DEEP-Hybrid-DataCloud announces the availability of the second software release and platform

  • New platform release allows data scientists and machine learning practitioners to build, develop, train and deploy machine learning services easily, with a comprehensive set of tools and services covering the whole machine learning application lifecycle.
  • The new DEEP as a Service allows to deploy machine learning models as services, following a serverless approach, with horizontal scalability.
  • Redesigned marketplace allows to train existing modules easily.

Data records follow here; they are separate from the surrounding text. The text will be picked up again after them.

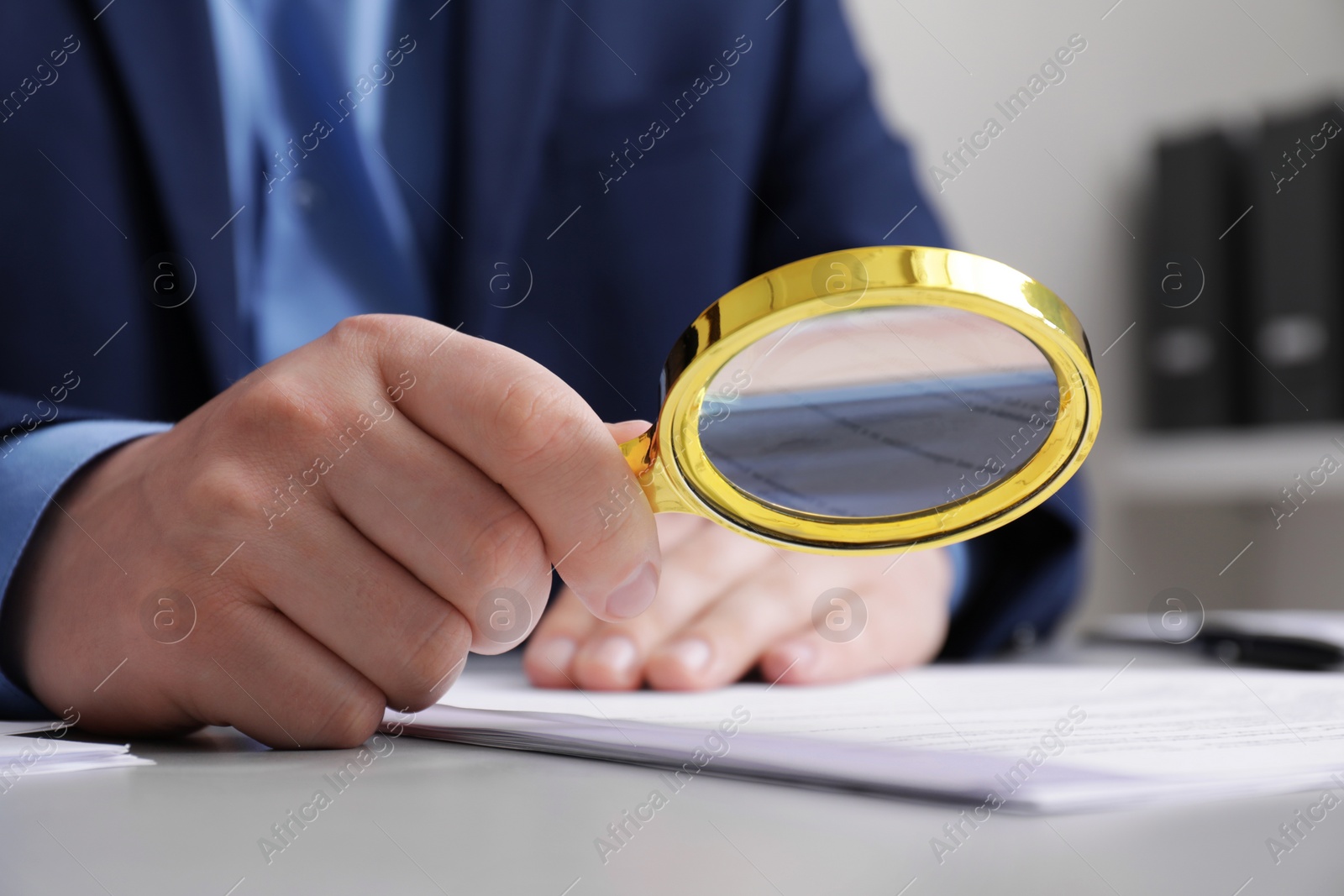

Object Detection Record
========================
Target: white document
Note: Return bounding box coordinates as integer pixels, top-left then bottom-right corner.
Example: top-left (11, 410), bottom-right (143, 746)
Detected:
top-left (385, 665), bottom-right (1344, 811)
top-left (0, 723), bottom-right (155, 794)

It is a pleasure to announce that the DEEP-HybridDataCloud project has published its second software release and platform, code named DEEP Rosetta. DEEP Rosetta expands on the first version of software generated by the project, called DEEP Genesis, enlarging its functionalities to cover the whole machine learning cycle, enhancing the stability of the different components and adding new features.  Developing, training, sharing and deploying your model has never been easier!

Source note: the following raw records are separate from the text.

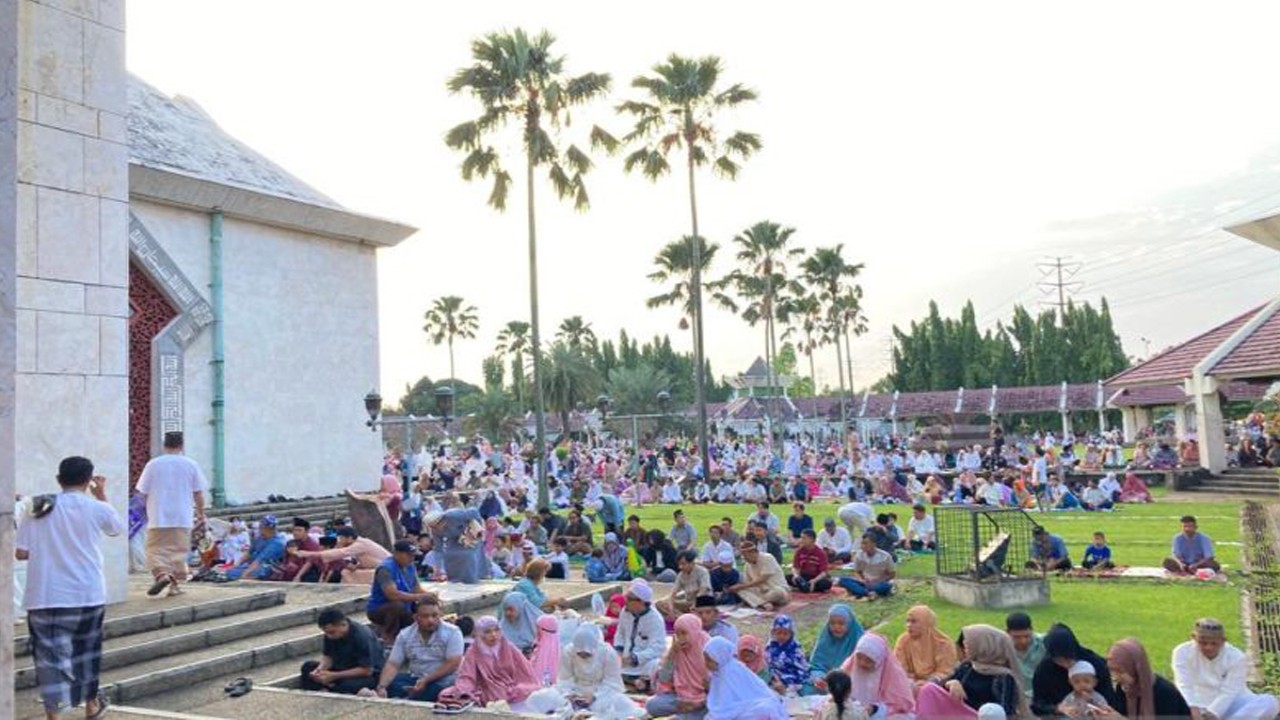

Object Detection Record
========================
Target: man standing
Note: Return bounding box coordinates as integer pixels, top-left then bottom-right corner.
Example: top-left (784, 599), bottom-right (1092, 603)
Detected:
top-left (818, 518), bottom-right (854, 562)
top-left (1005, 612), bottom-right (1044, 698)
top-left (1165, 515), bottom-right (1221, 574)
top-left (361, 597), bottom-right (463, 702)
top-left (302, 607), bottom-right (383, 694)
top-left (137, 432), bottom-right (207, 596)
top-left (14, 457), bottom-right (124, 719)
top-left (726, 541), bottom-right (791, 612)
top-left (1174, 618), bottom-right (1280, 720)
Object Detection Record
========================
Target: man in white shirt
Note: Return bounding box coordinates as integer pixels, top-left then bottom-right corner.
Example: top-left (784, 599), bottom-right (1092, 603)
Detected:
top-left (137, 433), bottom-right (207, 596)
top-left (14, 457), bottom-right (125, 717)
top-left (818, 518), bottom-right (854, 562)
top-left (1174, 618), bottom-right (1280, 720)
top-left (906, 505), bottom-right (937, 552)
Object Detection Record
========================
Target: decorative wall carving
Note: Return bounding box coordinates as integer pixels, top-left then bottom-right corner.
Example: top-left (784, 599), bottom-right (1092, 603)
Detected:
top-left (129, 213), bottom-right (214, 484)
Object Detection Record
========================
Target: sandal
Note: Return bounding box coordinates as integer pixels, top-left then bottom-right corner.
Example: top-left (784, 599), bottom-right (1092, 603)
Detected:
top-left (223, 678), bottom-right (253, 697)
top-left (84, 691), bottom-right (111, 720)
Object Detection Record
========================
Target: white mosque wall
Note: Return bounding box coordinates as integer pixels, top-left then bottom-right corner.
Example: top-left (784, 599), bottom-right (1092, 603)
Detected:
top-left (131, 199), bottom-right (381, 503)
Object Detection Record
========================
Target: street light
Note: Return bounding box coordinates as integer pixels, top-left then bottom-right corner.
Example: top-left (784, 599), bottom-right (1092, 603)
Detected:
top-left (365, 389), bottom-right (383, 433)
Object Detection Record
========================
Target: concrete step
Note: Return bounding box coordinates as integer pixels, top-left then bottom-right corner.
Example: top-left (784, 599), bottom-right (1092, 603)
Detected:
top-left (14, 587), bottom-right (285, 657)
top-left (14, 598), bottom-right (365, 689)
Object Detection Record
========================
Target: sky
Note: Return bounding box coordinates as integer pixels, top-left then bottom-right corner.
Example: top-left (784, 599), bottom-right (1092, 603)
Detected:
top-left (128, 0), bottom-right (1280, 400)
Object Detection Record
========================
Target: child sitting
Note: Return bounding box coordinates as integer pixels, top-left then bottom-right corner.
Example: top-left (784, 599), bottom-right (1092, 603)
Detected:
top-left (1080, 533), bottom-right (1115, 570)
top-left (1057, 660), bottom-right (1107, 717)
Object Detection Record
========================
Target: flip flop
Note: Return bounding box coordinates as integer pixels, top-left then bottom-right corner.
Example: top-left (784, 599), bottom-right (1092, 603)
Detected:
top-left (223, 678), bottom-right (253, 697)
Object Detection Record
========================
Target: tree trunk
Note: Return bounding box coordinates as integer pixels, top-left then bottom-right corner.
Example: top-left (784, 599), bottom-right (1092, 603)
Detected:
top-left (685, 135), bottom-right (712, 478)
top-left (525, 151), bottom-right (550, 507)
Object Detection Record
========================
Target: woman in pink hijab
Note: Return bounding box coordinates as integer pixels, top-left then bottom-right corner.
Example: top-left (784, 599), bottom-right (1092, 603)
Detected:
top-left (532, 614), bottom-right (559, 687)
top-left (645, 612), bottom-right (710, 719)
top-left (841, 633), bottom-right (915, 717)
top-left (438, 615), bottom-right (538, 708)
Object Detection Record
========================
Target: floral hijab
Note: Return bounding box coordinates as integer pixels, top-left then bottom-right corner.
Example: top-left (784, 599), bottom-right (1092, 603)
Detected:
top-left (764, 615), bottom-right (809, 687)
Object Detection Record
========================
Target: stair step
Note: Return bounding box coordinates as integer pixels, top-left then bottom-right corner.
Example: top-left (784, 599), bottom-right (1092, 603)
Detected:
top-left (14, 598), bottom-right (365, 689)
top-left (14, 588), bottom-right (285, 657)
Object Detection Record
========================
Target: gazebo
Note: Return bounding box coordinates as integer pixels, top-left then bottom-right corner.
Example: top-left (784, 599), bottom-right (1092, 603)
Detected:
top-left (1106, 215), bottom-right (1280, 473)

All the changes in this new release are oriented towards the common project goal of easing the path for the scientific communities to develop, build and deploy complex models as a service at their local laptop, on a production server or on top of e-Infrastructures supporting the DEEP-Hybrid-DataCloud stack. 

As in the previous release, the DEEP components are integrated into a comprehensive and flexible architecture that can be deployed and exploited following the user requirements. 

Comprehensive set of services for machine learning

  • The DEEP training facility, accessible through the DEEP training dashboard allows data scientists to develop and train their models, with access to latest generation EU computing e-Infrastructures.
  • DEEP as a Service is a fully managed service that allows to easily and automatically deploy the developed applications as services, with horizontal scalability thanks to a serverless approach. The pre-trained applications that are published in the catalog are automatically deployed as services to make them available for general use.
  • DEEP Open Catalog and marketplace comprises a curated set of applications ready to use or extend, fostering knowledge exchange and re-usability of applications. This open exchange aims to serve as a central knowledge hub for machine learning applications that leverage the DEEP-Hybrid-DataCloud stack, breaking knowledge barriers across distributed teams. Moreover, pre-configured Docker containers, repository templates and other related components and tools are also part of this catalog.
  • DEEPaas API enables data scientists to expose their applications through an HTTP endpoint, delivering a common interface for machine learning, deep learning and artificial intelligence applications.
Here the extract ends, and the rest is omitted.